Wednesday, 13 December 2023

Perfect Friday - 1970 film review


Perfect Friday is a fairly obscure film released in 1970 and directed by Peter Hall, better known for his work in the theatre. The cast is impressive and is led by Ursula Andress, Stanley Baker, and David Warner, with T.P. Mckenna, Garfield Morgan, and Julian Orchard also in attendance. The writers, less renowned, were Anthony Greville-Bell and Scott Forbes, and they came up with a screenplay that is uneven to say the least. But the result is very watchable.  

This is a bank heist film which teeters between comedy and drama, with some tense moments as well as one or two unexpected developments. Baker is an assistant manager at a bank, highly respectable but bored. We learn nothing much about his background and life, but when he meets Andress, his fate is sealed. He falls for her and they have an affair. He also wants to conspire with her to rob a bank. She is, however, married, to Warner, and they rope the husband into their little plot. But it's a scenario ripe for betrayal and I could see the final, by no means original, twist coming a mile off.

Before we got to that point, however, there was some enjoyable entertainment. Baker's plan involves taking advantage of the absence from the office of the senior manager to con McKenna's character (Baker's immediate superior) into believing that Warner is actually an envoy from head office, sent over to inspect the money in the bank vault. This part of the story is ingenious and well presented.

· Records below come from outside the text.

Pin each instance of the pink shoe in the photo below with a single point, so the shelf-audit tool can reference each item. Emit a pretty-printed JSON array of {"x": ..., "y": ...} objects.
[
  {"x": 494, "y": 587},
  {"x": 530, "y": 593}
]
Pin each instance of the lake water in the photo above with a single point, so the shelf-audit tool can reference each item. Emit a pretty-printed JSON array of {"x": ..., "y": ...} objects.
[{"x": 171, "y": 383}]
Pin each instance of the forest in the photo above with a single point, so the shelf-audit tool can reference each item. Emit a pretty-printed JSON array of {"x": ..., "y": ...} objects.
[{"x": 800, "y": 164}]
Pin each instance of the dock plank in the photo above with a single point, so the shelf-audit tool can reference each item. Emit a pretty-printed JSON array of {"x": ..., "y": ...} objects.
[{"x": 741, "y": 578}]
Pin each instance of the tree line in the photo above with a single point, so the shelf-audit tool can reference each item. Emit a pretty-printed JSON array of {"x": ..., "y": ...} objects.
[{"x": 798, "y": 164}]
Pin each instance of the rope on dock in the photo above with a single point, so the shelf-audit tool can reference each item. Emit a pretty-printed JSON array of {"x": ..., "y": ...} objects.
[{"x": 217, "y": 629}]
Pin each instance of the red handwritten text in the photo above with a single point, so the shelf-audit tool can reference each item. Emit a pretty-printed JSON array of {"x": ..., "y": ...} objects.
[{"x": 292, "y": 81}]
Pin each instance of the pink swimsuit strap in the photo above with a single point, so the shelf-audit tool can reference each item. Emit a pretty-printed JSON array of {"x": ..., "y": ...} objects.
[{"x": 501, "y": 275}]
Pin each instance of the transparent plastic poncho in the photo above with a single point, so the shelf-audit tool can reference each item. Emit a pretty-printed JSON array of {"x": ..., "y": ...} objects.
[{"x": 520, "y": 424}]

The lack of depth in the characterisation, coupled with Warner's innate eccentricity, mean that it's hard to take the key players seriously, even though Baker - as usual - delivers a strong performance. The score is by John Dankworth, but although he was a notable film composer, I found his jaunty themes intrusive. I suspect Hall wasn't quite sure what sort of film he was going to make, while the writers also seem to have been uncertain in their approach. So Perfect Friday is not a complete success, but the ingredients are genuinely interesting.